Blue Laws and the Constitution

Laws that prohibit or limit certain activities on Sundays, including those affecting alcohol sales, are commonly known as “blue laws.” Blue laws have long been subject to attack on constitutionality grounds, but the United States Supreme Court has ultimately upheld them in a variety of cases.

In McGowan v. Maryland, the Supreme Court did not strike down blue laws in Maryland, which prohibit the sale of drugs, tobacco, and newspapers on Sunday, based on the grounds that laws with religious origins are not unconstitutional if they have a secular purpose. The McGowan court further stated that the Constitution does not ban federal or state regulation of conduct whose reason or effect merely happens to align with the teachings and/or beliefs of some religions (such as observing Sunday as a holy day). The Court concluded that most Sunday closing laws lean toward a secular purpose, as they provide a uniform day of rest for all citizens. Other blue law cases heard by the Supreme Court have upheld a prohibition on sales of certain goods on Sundays or mandatory Sunday store closings for certain businesses; for example, in Braunfeld v. Brown the Supreme Court upheld a Pennsylvania law that only allowed certain stores to open on Sundays.


Did the Supreme Court Get It Right?

The reasoning of the Court in these blue law cases skirts past Establishment Clause issues by stating that these laws have a secular purpose. This argument seems questionable when it comes to closing stores on Sundays or only being able to sell certain items; after all, other religions may have different holy days that are not Sundays (Seventh Day Adventists and members of the Jewish faith both observe Saturdays as a holy day). Thus, laws prohibiting activities on Sunday appear to be made with those of the Christian faith in mind.
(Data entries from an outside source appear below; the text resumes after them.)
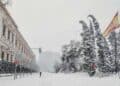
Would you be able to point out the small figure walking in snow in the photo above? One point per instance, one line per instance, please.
(40, 74)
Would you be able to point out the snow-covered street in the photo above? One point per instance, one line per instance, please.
(49, 79)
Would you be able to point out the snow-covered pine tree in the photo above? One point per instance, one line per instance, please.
(118, 52)
(105, 62)
(70, 56)
(113, 41)
(88, 48)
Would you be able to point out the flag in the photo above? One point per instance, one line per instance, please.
(115, 23)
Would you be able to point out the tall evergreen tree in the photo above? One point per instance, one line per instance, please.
(105, 62)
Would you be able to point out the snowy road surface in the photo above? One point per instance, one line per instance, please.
(49, 79)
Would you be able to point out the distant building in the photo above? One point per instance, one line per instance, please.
(12, 44)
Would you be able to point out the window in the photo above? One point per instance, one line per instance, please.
(12, 38)
(11, 58)
(8, 35)
(7, 57)
(16, 42)
(2, 56)
(4, 30)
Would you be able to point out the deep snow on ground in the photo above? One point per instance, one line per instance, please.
(51, 79)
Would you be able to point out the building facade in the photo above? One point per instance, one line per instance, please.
(13, 47)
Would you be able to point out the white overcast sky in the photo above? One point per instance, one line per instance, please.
(52, 23)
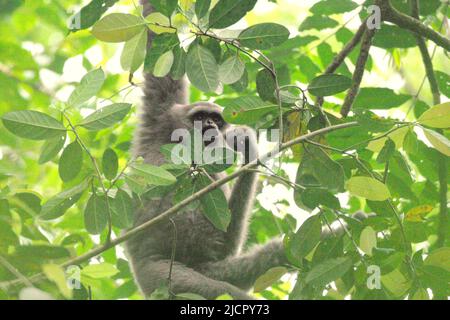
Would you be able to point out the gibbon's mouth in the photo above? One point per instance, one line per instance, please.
(210, 138)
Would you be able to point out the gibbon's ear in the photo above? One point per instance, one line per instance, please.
(180, 111)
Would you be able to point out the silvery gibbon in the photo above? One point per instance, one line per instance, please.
(208, 262)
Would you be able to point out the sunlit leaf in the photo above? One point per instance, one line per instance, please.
(110, 164)
(264, 36)
(214, 204)
(106, 117)
(329, 84)
(96, 214)
(270, 277)
(228, 12)
(99, 271)
(164, 64)
(70, 162)
(439, 142)
(133, 54)
(437, 117)
(58, 205)
(231, 70)
(89, 86)
(368, 188)
(368, 240)
(154, 175)
(118, 27)
(306, 238)
(202, 69)
(32, 125)
(327, 271)
(51, 148)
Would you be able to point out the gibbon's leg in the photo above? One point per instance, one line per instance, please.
(183, 280)
(243, 270)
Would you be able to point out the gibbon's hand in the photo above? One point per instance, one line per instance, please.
(243, 140)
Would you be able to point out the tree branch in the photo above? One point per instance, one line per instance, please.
(359, 72)
(166, 215)
(442, 160)
(390, 14)
(340, 57)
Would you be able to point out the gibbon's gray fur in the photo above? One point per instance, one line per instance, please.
(208, 262)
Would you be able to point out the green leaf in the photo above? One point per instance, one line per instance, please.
(328, 271)
(245, 110)
(110, 164)
(89, 86)
(329, 84)
(265, 85)
(437, 116)
(329, 7)
(106, 117)
(118, 27)
(164, 64)
(96, 214)
(228, 12)
(179, 63)
(390, 36)
(439, 258)
(269, 278)
(202, 69)
(47, 252)
(32, 125)
(438, 141)
(317, 169)
(202, 8)
(154, 175)
(306, 238)
(387, 152)
(214, 204)
(318, 23)
(368, 240)
(70, 162)
(264, 36)
(166, 7)
(122, 210)
(133, 53)
(379, 98)
(99, 271)
(56, 274)
(443, 80)
(90, 14)
(58, 205)
(51, 148)
(368, 188)
(231, 70)
(160, 44)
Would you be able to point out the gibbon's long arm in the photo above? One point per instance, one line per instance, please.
(242, 198)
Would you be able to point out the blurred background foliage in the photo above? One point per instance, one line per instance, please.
(41, 61)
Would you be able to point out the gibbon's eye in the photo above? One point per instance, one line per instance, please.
(218, 120)
(198, 116)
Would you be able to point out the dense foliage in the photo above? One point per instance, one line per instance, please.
(69, 186)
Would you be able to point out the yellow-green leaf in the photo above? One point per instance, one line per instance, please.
(270, 277)
(437, 116)
(99, 271)
(133, 53)
(438, 141)
(417, 214)
(369, 188)
(56, 274)
(368, 240)
(118, 27)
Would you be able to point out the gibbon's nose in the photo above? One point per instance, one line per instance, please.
(210, 123)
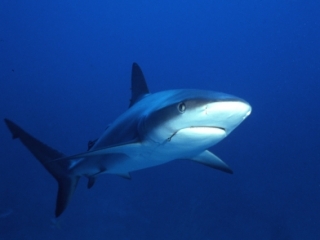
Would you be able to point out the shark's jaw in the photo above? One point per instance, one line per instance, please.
(157, 128)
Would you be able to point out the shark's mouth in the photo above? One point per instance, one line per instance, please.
(199, 132)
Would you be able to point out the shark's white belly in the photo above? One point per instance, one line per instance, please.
(185, 144)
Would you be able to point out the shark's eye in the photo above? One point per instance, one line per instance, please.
(181, 107)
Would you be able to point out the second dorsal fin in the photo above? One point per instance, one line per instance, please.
(139, 86)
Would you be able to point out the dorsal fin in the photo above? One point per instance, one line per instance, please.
(139, 86)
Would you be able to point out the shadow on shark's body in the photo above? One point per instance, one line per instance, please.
(157, 128)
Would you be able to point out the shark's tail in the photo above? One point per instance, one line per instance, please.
(45, 155)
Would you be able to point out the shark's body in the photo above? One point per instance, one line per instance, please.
(157, 128)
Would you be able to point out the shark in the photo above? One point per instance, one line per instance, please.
(155, 129)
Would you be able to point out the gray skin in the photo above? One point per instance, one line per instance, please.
(157, 128)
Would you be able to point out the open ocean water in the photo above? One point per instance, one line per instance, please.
(65, 71)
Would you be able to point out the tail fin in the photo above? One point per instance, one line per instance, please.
(58, 169)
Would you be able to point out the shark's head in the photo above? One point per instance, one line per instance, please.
(197, 118)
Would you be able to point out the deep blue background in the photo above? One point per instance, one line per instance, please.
(65, 69)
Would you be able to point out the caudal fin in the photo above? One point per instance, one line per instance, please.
(58, 169)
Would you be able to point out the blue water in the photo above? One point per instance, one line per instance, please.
(65, 70)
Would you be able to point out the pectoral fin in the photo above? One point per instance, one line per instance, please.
(209, 159)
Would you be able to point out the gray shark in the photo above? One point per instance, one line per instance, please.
(156, 128)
Even if the “secular purpose” reasoning advanced by the Court holds up in regard to Sunday closing laws, it is hard to apply that reasoning to laws prohibiting the sale of alcohol before noon on Sundays because there appears to be no real secular purpose that benefits the general public. Prohibiting alcohol sales before noon on Sundays is not the same as providing a uniform day of rest, as you can buy alcohol any other day at any other time. For that matter, you cannot buy alcohol at 11:59 AM on a Sunday in some North Carolina cities, but you can a minute later at 12:00 PM.

A disconnect quickly appears once the McGowan reasoning is applied to blue laws prohibiting the sale of alcohol on Sundays. With store closings, the public at least gains a benefit in the form of a day off from work. Prohibiting alcohol sales, on the other hand, takes away something that is otherwise legal for those over twenty-one years old and not driving. The public gains no benefit with prohibiting alcohol sales on Sunday, and it appears that most secular purpose arguments would fail. For instance, it is difficult to argue that the secular purpose is a concern for safer roads when people can drink any other day of the week or any time after noon on a Sunday.



Maybe it is time for the Supreme Court to change course, at least when it comes to blue laws relating to the regulation of alcohol sales, as these laws do not seem to fit the secular purpose requirement. If the federal government continues to leave decisions regarding blue laws up to state legislatures, then North Carolina has taken the right step in passing Senate Bill 155. By allowing the sale of alcohol before noon in North Carolina, the state is moving away from laws that appear to raise serious concerns about the separation of church and state, when it comes to the motivation for their passage. While it is still problematic that local lawmakers are deciding whether or not to pass these laws based on their religious convictions, at least the option to allow Sunday alcohol sales now exists in the state.